Derivative of Relu in output layer

saifkhanengr · November 24, 2022, 4:04am

I just removed the ReLU from the output layer and used leaky_relu. But I got the same result, I guess, it is because I did not define the leaky_relu_backward and instead, use relu_backward.
I copied the Relu Backward’s code below but what will be the leaky_relu_backward? Derivative of A = np.maximum(0.01*Z,Z)?
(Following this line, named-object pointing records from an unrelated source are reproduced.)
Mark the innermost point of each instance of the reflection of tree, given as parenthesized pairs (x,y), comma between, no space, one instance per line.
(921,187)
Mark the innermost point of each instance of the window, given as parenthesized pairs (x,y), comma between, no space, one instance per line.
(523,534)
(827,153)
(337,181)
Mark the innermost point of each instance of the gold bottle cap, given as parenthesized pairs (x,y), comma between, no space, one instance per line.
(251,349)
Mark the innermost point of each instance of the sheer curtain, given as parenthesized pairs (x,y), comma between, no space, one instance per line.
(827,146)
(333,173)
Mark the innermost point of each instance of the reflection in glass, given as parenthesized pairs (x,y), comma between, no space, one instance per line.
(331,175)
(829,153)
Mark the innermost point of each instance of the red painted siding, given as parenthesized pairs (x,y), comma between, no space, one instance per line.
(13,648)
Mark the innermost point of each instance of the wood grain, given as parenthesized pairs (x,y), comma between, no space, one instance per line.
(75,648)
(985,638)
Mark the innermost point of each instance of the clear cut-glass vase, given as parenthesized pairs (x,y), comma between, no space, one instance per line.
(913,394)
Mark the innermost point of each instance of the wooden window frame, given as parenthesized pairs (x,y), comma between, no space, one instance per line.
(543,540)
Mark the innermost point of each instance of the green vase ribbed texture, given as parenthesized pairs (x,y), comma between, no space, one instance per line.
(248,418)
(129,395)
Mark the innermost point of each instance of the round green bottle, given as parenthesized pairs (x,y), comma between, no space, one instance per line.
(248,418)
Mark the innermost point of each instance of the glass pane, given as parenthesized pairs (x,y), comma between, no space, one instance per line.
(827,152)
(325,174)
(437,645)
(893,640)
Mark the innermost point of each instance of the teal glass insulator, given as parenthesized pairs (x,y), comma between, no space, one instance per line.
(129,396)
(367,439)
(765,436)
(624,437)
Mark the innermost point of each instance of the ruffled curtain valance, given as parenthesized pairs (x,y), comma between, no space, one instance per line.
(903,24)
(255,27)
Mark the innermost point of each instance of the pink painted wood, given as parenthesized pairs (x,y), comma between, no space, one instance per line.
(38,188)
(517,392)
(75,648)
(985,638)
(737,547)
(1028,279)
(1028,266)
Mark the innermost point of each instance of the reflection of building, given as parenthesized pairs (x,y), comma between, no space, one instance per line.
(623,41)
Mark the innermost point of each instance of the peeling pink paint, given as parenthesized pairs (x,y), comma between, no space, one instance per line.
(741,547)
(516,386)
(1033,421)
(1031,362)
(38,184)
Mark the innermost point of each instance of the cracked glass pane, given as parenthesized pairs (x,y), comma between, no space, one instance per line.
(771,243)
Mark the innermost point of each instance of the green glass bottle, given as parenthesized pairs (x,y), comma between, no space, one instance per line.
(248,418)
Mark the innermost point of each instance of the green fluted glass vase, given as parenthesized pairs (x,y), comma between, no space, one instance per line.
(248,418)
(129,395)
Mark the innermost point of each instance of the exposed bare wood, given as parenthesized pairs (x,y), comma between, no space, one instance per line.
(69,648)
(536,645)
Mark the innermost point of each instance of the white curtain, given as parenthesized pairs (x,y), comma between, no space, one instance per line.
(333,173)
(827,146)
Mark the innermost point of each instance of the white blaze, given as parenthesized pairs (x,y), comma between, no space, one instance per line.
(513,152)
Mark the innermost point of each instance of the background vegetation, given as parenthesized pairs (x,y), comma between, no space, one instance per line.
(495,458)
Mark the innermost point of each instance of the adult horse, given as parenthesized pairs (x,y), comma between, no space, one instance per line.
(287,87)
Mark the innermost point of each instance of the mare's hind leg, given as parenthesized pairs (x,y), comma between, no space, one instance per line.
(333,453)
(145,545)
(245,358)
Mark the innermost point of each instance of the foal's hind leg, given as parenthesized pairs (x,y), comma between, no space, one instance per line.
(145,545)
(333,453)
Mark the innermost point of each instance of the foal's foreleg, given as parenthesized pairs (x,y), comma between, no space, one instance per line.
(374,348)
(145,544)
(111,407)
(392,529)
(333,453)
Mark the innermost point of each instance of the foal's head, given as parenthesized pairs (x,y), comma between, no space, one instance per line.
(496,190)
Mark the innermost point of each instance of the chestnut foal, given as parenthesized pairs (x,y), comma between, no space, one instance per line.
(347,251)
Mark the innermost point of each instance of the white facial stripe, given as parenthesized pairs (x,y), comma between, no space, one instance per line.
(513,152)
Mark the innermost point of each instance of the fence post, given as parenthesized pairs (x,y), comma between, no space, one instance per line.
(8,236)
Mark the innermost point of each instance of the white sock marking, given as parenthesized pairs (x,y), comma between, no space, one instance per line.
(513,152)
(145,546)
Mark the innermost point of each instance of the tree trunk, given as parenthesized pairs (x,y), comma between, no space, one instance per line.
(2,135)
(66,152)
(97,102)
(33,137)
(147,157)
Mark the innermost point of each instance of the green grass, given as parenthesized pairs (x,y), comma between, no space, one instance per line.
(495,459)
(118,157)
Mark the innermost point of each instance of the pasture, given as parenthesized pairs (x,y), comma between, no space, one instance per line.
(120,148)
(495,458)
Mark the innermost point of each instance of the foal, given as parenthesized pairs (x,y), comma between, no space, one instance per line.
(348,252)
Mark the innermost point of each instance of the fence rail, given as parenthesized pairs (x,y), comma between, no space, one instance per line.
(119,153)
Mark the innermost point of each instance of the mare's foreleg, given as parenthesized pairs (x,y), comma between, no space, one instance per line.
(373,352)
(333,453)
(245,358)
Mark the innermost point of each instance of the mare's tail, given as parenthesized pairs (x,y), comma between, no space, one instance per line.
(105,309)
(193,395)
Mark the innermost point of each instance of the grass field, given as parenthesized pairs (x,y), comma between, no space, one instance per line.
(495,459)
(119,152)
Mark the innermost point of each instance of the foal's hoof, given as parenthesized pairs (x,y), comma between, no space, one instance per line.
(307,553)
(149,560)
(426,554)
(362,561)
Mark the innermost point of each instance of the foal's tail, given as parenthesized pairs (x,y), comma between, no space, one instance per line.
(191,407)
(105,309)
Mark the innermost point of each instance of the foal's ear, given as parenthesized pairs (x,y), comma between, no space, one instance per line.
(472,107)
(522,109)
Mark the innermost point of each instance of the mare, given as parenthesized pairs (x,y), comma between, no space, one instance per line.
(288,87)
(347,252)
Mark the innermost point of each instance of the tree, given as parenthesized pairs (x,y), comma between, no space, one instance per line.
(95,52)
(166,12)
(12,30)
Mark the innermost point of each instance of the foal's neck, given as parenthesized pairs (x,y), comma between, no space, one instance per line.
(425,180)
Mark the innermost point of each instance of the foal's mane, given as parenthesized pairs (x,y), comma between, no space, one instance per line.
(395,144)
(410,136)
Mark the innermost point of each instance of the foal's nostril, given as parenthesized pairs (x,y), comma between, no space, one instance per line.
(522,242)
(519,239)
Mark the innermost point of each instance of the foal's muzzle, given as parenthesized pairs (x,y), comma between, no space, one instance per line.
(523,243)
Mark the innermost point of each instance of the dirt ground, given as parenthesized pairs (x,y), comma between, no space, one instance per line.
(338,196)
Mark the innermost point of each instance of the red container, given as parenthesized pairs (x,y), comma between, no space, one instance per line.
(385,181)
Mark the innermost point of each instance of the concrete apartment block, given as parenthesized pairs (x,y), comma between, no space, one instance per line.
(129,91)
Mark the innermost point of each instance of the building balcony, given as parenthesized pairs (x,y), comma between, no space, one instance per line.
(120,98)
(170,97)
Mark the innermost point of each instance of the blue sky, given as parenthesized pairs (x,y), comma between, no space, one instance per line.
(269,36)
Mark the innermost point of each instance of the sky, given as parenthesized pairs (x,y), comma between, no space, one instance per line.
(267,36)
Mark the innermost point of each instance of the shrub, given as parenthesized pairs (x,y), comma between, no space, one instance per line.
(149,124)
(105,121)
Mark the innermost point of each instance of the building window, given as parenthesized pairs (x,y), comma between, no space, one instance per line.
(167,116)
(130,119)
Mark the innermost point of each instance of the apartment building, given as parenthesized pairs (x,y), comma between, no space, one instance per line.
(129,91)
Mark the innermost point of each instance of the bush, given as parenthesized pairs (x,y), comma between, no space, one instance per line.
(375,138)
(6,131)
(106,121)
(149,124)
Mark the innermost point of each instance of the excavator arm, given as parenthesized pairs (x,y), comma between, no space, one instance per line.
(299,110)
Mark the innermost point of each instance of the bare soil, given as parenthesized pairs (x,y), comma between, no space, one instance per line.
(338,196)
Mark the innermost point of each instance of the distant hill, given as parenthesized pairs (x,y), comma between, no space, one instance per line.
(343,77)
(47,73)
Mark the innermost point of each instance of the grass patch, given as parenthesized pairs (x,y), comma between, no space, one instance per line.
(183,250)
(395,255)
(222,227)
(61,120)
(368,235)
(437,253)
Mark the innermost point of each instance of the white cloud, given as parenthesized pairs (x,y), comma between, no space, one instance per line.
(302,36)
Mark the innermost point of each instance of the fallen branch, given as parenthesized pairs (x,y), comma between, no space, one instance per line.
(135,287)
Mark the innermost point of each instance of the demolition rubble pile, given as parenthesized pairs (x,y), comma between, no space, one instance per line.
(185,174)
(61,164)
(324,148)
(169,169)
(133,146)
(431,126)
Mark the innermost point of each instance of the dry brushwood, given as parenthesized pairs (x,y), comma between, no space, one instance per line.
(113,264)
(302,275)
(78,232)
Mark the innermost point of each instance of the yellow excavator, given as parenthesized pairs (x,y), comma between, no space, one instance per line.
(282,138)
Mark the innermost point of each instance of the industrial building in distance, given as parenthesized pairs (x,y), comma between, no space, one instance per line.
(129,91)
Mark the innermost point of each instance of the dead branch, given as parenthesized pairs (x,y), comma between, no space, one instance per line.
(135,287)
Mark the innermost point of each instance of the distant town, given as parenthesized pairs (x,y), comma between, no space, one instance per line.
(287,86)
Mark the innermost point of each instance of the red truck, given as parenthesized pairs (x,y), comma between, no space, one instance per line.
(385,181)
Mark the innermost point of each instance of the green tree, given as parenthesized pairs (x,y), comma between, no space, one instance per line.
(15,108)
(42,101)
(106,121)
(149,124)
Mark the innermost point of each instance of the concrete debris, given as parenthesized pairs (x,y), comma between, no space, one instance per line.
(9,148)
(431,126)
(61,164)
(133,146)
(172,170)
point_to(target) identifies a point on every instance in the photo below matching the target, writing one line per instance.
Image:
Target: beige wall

  def relu_backward(dA, cache):
      Z = cache
      dZ = np.array(dA, copy=True) # just converting dz to a correct object.
      dZ[Z <= 0] = 0
        
      assert (dZ.shape == Z.shape)
        
      return dZ

Do you mean remove the relu and just use linear function, like below?
Z^l = A^l = np.dot(W,A^{l-1}) + b^l)

I sent it to you, Raymond.

In the last, I would like to thank all of you for your unbounded and limitless time and guidance. Highly indebted to you.
Saif.

rmwkwok · November 24, 2022, 5:00am

Thank you @saifkhanengr.

rmwkwok · November 24, 2022, 5:09am

I spot something quickly. Lucky me

I added these print lines

def linear_forward(A, W, b):
    ..... # your code
    print('linear_forward A', A.shape)
    print('linear_forward W', W.shape)
    print('linear_forward b', b.shape)
    print('linear_forward Z', Z.shape)
    return Z, cache

and found these:

linear_forward A (20, 1)
linear_forward W (7, 20)
linear_forward b (7, 1)
linear_forward Z (7, 1)

The thing is, the shape of your W should be (number of features, number of neurons) which means (1, 7), although my preference is (number of neurons, number of features).

I will hold on reading your notebook, because it seems you have something to change and check. Checking shapes can be an interesting exercise

Cheers,
Raymond

rmwkwok · November 24, 2022, 5:14am

Btw, (number of neurons, number of features) is meant for the first dense layer. The second dense layer should have (number of neurons in this layer, number of neurons in the last layer)

saifkhanengr · November 24, 2022, 5:32am

Yes, my W’s and b’s are (number of neurons, number of features) and (number of neurons, 1) respectively.

BTW, waiting for you to read the whole notebook.

rmwkwok · November 24, 2022, 5:53am

The shape of your W in the first dense layer is linear_forward W (7, 20). 20 is the number of samples. Did I misunderstand anything? Or would you like to check all the shapes in your notebook?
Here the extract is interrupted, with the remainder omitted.